Last year, Tejeda embarked on a solo quest to increase awareness about organ donation among his friends and neighbors. Part of the problem he saw was a lack of knowledge and taboos about letting relatives know whether you want your organs to be donated when you die.
But after his story was published in the newspaper, a reader called with another idea. Why not look for a living donor?
"There's this Web page where you get connected people like me with others who are donors," Tejeda said. "Supposedly, the connection is really quick."
Tired of years of waiting for an organ to become available, thousands of patients are turning to increasingly popular services that link them to potential donors, places such as
www.livingdonorsonline.org, where people post their stories and needs in hopes of finding a life-saving organ.
In Tejeda's case, a group of friends have offered to sign him up for
www.matchingdonors.com, a Web site that lists the names and histories of the patients for a fee and makes them available for potential donors. The fees are $300 a month or $600 for a lifetime membership.
"We want to see how people can begin to participate in different ways," said Nick Sandoval, a friend of Tejeda's. Sandoval, a community organizer, met Tejeda through his work and has offered to pay for Tejeda to enlist in Matching Donors.

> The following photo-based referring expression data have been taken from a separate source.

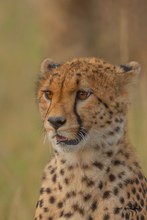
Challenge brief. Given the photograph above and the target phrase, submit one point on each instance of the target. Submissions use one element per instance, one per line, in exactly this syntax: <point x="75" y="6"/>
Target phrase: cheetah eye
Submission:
<point x="83" y="95"/>
<point x="48" y="94"/>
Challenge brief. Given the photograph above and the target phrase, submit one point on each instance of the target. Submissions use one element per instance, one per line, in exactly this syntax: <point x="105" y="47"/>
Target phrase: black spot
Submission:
<point x="142" y="217"/>
<point x="142" y="202"/>
<point x="126" y="68"/>
<point x="127" y="215"/>
<point x="54" y="178"/>
<point x="68" y="215"/>
<point x="100" y="185"/>
<point x="115" y="191"/>
<point x="90" y="218"/>
<point x="118" y="162"/>
<point x="48" y="190"/>
<point x="46" y="209"/>
<point x="52" y="199"/>
<point x="60" y="204"/>
<point x="112" y="177"/>
<point x="109" y="153"/>
<point x="133" y="190"/>
<point x="116" y="210"/>
<point x="42" y="190"/>
<point x="86" y="197"/>
<point x="94" y="206"/>
<point x="41" y="203"/>
<point x="66" y="180"/>
<point x="122" y="201"/>
<point x="106" y="217"/>
<point x="98" y="165"/>
<point x="62" y="172"/>
<point x="107" y="194"/>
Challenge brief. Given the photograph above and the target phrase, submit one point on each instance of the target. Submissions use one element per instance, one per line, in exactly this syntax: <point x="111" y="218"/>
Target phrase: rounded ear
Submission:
<point x="132" y="66"/>
<point x="47" y="65"/>
<point x="129" y="72"/>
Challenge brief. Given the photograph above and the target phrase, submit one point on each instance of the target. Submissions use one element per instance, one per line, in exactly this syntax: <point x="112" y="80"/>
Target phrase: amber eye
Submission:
<point x="83" y="95"/>
<point x="48" y="94"/>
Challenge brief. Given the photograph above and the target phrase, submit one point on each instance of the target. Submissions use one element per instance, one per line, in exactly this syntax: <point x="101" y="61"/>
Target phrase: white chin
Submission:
<point x="62" y="147"/>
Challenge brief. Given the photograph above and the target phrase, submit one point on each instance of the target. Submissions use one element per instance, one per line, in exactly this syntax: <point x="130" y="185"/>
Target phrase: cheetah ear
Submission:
<point x="130" y="72"/>
<point x="133" y="66"/>
<point x="47" y="65"/>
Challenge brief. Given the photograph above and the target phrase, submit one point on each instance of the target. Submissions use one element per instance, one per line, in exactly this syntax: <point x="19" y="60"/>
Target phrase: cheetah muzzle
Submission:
<point x="94" y="174"/>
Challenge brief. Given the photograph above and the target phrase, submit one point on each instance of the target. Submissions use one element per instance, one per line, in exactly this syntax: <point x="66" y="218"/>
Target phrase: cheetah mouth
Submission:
<point x="64" y="140"/>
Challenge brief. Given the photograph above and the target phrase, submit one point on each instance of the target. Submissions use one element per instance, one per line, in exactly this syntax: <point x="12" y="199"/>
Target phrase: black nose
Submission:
<point x="57" y="122"/>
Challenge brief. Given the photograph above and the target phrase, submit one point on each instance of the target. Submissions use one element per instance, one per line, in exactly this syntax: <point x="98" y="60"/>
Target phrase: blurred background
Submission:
<point x="31" y="30"/>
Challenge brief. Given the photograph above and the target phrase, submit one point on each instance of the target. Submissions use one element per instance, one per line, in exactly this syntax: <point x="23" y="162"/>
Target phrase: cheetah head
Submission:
<point x="84" y="102"/>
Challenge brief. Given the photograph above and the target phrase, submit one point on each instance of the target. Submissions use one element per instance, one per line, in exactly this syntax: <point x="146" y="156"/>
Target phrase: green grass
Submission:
<point x="22" y="152"/>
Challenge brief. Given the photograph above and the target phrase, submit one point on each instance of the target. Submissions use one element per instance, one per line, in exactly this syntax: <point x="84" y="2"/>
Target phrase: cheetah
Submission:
<point x="94" y="174"/>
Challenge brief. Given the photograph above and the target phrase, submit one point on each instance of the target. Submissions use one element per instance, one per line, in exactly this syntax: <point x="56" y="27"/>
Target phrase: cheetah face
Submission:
<point x="81" y="101"/>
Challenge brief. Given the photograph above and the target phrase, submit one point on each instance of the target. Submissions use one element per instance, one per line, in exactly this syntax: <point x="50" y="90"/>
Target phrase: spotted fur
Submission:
<point x="94" y="174"/>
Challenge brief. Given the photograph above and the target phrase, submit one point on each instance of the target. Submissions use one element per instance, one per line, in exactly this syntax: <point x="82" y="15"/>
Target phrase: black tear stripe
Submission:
<point x="77" y="115"/>
<point x="105" y="104"/>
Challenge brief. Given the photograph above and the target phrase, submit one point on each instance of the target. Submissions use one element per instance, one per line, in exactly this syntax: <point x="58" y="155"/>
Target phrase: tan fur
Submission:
<point x="97" y="177"/>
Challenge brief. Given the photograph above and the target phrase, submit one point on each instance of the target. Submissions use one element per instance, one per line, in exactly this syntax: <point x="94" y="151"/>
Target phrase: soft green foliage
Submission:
<point x="22" y="152"/>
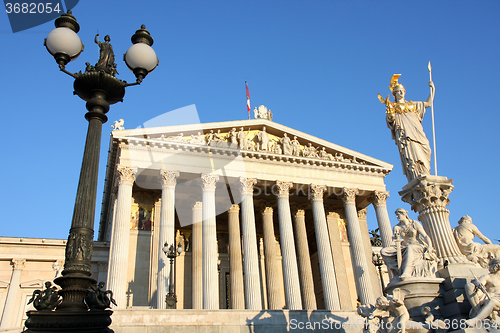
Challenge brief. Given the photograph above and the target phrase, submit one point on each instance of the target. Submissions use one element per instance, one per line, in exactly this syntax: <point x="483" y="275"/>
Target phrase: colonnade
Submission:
<point x="245" y="279"/>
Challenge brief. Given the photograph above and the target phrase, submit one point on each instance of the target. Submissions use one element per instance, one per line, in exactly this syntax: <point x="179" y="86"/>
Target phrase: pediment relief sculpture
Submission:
<point x="259" y="140"/>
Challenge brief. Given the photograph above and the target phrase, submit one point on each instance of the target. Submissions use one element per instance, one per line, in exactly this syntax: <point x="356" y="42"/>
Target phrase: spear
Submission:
<point x="433" y="127"/>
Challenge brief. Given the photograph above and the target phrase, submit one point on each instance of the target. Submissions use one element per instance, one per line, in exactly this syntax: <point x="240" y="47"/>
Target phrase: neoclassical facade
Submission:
<point x="267" y="217"/>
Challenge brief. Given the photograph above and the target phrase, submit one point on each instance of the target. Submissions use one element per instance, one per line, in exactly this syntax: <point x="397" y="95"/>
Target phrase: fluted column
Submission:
<point x="359" y="263"/>
<point x="384" y="223"/>
<point x="166" y="233"/>
<point x="210" y="274"/>
<point x="120" y="238"/>
<point x="344" y="289"/>
<point x="327" y="271"/>
<point x="253" y="296"/>
<point x="304" y="261"/>
<point x="290" y="269"/>
<point x="235" y="260"/>
<point x="274" y="300"/>
<point x="197" y="256"/>
<point x="367" y="245"/>
<point x="10" y="310"/>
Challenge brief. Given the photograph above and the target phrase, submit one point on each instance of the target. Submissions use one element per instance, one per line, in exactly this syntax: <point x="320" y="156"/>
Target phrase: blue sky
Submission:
<point x="318" y="65"/>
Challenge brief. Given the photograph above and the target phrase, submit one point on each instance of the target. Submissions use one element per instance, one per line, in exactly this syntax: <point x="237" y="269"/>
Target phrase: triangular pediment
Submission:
<point x="282" y="142"/>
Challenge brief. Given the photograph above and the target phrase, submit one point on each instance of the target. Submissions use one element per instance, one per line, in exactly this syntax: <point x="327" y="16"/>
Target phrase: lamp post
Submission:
<point x="378" y="261"/>
<point x="99" y="87"/>
<point x="171" y="298"/>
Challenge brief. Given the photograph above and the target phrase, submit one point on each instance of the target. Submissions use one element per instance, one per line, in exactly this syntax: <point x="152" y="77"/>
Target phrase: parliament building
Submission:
<point x="262" y="218"/>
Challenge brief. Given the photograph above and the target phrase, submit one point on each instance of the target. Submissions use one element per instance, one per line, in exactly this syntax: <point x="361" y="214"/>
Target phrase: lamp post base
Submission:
<point x="96" y="321"/>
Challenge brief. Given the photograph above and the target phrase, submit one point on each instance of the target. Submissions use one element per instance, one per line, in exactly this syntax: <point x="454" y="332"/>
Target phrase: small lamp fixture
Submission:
<point x="63" y="42"/>
<point x="140" y="57"/>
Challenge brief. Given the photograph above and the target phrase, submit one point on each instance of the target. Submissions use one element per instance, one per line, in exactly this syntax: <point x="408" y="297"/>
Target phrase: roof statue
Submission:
<point x="404" y="120"/>
<point x="263" y="113"/>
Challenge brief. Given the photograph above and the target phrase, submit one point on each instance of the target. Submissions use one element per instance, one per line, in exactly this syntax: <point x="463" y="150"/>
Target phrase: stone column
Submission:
<point x="210" y="273"/>
<point x="271" y="254"/>
<point x="290" y="269"/>
<point x="235" y="260"/>
<point x="384" y="223"/>
<point x="197" y="256"/>
<point x="367" y="245"/>
<point x="327" y="271"/>
<point x="166" y="233"/>
<point x="358" y="257"/>
<point x="10" y="310"/>
<point x="304" y="262"/>
<point x="120" y="238"/>
<point x="344" y="289"/>
<point x="253" y="296"/>
<point x="428" y="195"/>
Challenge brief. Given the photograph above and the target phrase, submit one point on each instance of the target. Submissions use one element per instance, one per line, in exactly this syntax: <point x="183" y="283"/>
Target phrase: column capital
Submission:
<point x="362" y="214"/>
<point x="125" y="174"/>
<point x="234" y="209"/>
<point x="283" y="188"/>
<point x="300" y="213"/>
<point x="266" y="210"/>
<point x="209" y="181"/>
<point x="317" y="191"/>
<point x="349" y="195"/>
<point x="18" y="263"/>
<point x="246" y="185"/>
<point x="333" y="215"/>
<point x="168" y="178"/>
<point x="380" y="198"/>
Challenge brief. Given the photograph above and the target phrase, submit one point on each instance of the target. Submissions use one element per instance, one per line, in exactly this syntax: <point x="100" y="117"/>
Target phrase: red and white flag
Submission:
<point x="248" y="97"/>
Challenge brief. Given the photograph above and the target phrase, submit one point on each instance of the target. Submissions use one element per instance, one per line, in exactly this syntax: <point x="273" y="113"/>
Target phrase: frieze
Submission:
<point x="338" y="162"/>
<point x="257" y="139"/>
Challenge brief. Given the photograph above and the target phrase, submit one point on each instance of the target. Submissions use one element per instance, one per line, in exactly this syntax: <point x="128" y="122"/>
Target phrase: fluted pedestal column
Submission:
<point x="235" y="260"/>
<point x="344" y="289"/>
<point x="210" y="274"/>
<point x="359" y="263"/>
<point x="289" y="257"/>
<point x="253" y="296"/>
<point x="327" y="271"/>
<point x="166" y="233"/>
<point x="120" y="238"/>
<point x="197" y="256"/>
<point x="304" y="262"/>
<point x="10" y="310"/>
<point x="274" y="300"/>
<point x="428" y="195"/>
<point x="384" y="223"/>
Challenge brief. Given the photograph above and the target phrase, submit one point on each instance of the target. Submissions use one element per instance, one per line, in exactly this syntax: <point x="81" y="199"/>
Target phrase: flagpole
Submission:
<point x="433" y="126"/>
<point x="248" y="100"/>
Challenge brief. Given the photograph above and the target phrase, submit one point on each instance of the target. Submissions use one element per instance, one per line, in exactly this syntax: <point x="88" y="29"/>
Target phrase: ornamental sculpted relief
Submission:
<point x="259" y="140"/>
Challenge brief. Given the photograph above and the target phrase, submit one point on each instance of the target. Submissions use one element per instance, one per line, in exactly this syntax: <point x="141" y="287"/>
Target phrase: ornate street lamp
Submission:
<point x="171" y="298"/>
<point x="378" y="261"/>
<point x="99" y="87"/>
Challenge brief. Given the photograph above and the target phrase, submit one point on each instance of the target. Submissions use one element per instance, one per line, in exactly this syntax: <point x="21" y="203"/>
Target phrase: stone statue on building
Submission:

Almost 70,000 people nationwide are waiting for kidneys, up from 30,000 who were on the list in the early 1990s, according to the United Network for Organ Sharing. The dramatic increase is one reason why waiting times are now usually longer than three years, and in some areas longer than six.
Some experts say the increase in wait time is fueled in part by an increased interest in living donations. Of 22,016 transplant donations performed in the first nine months of 2006, 5,139 came from living donors.

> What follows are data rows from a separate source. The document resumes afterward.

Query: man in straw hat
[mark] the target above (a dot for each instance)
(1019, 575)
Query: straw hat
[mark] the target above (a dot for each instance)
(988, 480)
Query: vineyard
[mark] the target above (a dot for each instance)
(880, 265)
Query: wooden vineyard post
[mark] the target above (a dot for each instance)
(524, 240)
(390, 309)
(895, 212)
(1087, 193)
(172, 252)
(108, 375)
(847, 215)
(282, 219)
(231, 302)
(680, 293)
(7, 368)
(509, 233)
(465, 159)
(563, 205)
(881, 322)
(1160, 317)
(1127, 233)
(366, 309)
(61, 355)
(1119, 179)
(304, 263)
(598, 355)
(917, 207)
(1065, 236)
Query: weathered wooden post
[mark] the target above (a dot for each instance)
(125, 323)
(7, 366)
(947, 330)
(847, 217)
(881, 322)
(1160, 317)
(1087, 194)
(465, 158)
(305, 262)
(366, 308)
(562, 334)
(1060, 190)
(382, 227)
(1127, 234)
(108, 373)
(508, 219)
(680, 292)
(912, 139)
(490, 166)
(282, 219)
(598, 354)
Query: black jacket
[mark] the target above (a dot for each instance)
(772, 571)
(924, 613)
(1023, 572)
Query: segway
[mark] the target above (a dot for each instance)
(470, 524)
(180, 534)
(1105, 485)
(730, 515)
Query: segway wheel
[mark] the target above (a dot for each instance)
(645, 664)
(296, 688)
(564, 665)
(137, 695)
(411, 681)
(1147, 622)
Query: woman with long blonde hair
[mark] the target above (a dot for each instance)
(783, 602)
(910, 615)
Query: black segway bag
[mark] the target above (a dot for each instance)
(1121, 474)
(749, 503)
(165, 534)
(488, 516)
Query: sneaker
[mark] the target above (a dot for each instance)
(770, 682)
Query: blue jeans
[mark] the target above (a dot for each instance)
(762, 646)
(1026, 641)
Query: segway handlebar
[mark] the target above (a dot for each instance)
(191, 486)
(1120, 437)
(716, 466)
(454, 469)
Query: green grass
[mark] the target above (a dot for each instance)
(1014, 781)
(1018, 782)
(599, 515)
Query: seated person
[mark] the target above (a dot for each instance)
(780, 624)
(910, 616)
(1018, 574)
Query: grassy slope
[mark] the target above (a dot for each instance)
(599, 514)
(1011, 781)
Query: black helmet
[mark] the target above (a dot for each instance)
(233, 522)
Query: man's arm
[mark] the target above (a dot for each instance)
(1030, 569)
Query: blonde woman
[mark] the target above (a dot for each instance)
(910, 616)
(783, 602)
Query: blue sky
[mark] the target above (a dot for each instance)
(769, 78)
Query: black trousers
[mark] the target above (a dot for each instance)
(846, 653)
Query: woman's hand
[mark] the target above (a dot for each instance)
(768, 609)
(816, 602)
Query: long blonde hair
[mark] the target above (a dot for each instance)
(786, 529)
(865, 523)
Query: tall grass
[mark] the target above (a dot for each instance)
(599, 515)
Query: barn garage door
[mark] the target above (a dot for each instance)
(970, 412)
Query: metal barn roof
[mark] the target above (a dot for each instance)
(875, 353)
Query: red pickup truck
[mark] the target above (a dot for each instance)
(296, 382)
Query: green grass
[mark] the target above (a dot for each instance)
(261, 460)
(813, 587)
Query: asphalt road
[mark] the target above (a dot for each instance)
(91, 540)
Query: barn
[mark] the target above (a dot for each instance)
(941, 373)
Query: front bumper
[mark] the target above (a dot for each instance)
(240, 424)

But the ethics of seeking and receiving an organ from a healthy person are hotly debated in the medical community.
Stanford bioethicist David Magnus told MediaNews this system is creating an inappropriate "free market" for living donors. Patients with means to find a matching donor could circumvent a long-standing, if imperfect, organ allocation system designed to ensure that the sickest patients get priority, Magnus said.
"The root problem, a lack of organs, just gets worse and worse, the wait time longer and the waiting lists get larger and larger, so what happens under those circumstances is that people get desperate," he said. "Every time we put an organ in a patient, there's some other patient who's not getting it."

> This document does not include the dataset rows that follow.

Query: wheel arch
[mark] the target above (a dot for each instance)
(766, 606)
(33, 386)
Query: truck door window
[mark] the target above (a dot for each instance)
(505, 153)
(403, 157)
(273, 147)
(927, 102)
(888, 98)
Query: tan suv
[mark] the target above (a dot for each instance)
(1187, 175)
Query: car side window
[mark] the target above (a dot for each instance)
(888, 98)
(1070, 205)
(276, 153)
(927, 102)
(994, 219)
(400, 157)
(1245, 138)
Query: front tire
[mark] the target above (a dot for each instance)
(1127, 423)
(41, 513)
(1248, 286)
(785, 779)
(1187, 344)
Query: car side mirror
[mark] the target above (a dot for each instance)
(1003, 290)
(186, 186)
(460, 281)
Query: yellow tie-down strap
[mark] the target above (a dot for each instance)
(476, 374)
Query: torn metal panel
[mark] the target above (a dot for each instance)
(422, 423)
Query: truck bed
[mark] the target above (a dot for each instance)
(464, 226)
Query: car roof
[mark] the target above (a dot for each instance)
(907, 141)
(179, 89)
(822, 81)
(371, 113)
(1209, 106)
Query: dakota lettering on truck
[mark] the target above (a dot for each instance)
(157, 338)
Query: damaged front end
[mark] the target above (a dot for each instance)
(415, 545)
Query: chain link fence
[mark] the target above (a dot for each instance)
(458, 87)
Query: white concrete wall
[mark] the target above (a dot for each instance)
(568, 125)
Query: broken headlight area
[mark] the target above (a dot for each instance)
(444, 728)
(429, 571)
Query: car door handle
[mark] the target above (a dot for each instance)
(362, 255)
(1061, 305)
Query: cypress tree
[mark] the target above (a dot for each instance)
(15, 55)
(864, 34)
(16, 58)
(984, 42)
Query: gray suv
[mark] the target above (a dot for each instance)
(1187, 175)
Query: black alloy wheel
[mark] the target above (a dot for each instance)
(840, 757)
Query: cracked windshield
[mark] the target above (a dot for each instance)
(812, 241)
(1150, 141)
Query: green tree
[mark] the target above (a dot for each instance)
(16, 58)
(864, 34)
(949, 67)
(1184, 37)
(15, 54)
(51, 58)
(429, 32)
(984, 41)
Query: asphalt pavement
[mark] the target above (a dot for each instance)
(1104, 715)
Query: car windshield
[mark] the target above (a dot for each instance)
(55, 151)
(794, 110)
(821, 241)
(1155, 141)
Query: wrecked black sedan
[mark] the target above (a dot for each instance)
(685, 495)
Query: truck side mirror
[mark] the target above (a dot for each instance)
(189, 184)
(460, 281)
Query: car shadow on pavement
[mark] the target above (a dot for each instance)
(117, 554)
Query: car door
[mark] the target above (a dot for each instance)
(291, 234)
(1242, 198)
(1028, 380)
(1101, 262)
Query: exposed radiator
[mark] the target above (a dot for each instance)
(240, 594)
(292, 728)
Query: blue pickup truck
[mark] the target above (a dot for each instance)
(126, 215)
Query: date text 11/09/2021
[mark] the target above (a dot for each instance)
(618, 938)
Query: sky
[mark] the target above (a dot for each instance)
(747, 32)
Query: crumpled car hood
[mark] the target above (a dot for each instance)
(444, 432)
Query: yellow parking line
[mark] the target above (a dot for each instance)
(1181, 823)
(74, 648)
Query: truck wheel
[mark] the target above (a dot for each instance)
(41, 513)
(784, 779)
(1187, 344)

Discussions like this may work well in the abstract, said Sandoval. But when you're looking at a father of three children, an active member of the community whose life is at stake, it's difficult to be philosophic, he said.
"I can sit down and talk about ethics or look at the human experience," he said. "But the man has been waiting for four years. Am I going to leave it up to chance, or am I going to help this guy?"